Some smaller examples corresponding to what can be implemented using current quantum computers:

  1. 5 qubits = 32 parallel computations.
  2. 6 qubits = 64 parallel computations.
  3. 7 qubits = 128 parallel computations.
  4. 8 qubits = 256 parallel computations.
  5. 12 qubits = 4K parallel computations.
  6. 16 qubits = 64K parallel computations.
  7. 24 qubits = 16M parallel computations.
  8. 28 qubits = 256M parallel computations.

For current quantum computers, their Quantum Volume (QV) gives a rough indication of the total number of parallel computations which can effectively be performed. Some examples:

  1. QV 32 = 5 qubits = 32 parallel computations.
  2. QV 64 = 6 qubits = 64 parallel computations.
  3. QV 128 = 7 qubits = 128 parallel computations.
  4. QV 256 = 8 qubits = 256 parallel computations.
  5. QV 512 = 9 qubits = 512 parallel computations.
  6. QV 1024 = 10 qubits = 1024 parallel computations.
  7. QV 2048 = 11 qubits = 2048 parallel computations.
  8. QV 4096 = 12 qubits = 4096 parallel computations.

Wall clock problems

I define a wall clock problem as a problem which must be solved in some defined time interval, typically measured in hours and possibly minutes, where a solution which takes longer than that designated interval is effectively useless since the organization has a mission critical need which must be met in that time interval or the organization is considered to have failed to fulfill its mission. Taking much longer than that designated interval will incur dramatic pain, anxiety, cost, lost business, unhappy customers, lost opportunity, or some other dramatic and unacceptable outcome.
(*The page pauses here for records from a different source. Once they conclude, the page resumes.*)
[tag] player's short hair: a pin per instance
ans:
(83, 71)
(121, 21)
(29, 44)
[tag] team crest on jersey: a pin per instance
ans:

The point here is that if a quantum solution can complete within that designated time interval while no economical classical solution can, then there is a clear quantum advantage, even if fairly minimal in absolute terms.

In fact, I would go so far as to suggest that there is quantum supremacy since no classical solution can do the job acceptably. Granted the classical solution might take only moderately longer and the quantum solution might have only a seemingly minor relative advantage, the mere fact that it is a wall clock problem which cannot be acceptably solved with a classical solution indicates quantum supremacy. The actual quantum advantage might be relatively small, but enough to make all of the difference in the world to the organization employing it.

That said, such narrow constraints might be relatively atypical — generally a few hours won’t matter, but the point of wall clock problems is that they are the cases where even relatively small amounts of time can matter a lot.

Once we have separated out wall clock problems, we can focus on the remaining problems where actual quantum advantage is expected to be very large with even a factor of a thousand or a million being towards the low end of expectations and a factor of a billion, a trillion, or even more are what will be targeted with quantum solutions.

Two-hour business process optimization problems

Usually we focus attention on using quantum computers to solve really big problems that might take years, decades, or even centuries on a classical computer or even a large cluster of classical computers or a classical supercomputer, but there are some relatively small problems where quantum computers could still deliver a quantum advantage, even if minimal relative to a dramatic quantum advantage. One category of such problems is what I call two-hour optimization problems.

Imagine a business process optimization problem such as vehicle routing which has a 2-hour window to run every day to plan out the business needs of that day, but the best classical solution takes 4 hours, meaning it doesn’t fit in the two-hour window and therefore is flat out unacceptable, so a mere 2X advantage for a quantum solution is a big win. Or if the best classical solution took 3 hours, even a mere 50% quantum advantage would be a big win.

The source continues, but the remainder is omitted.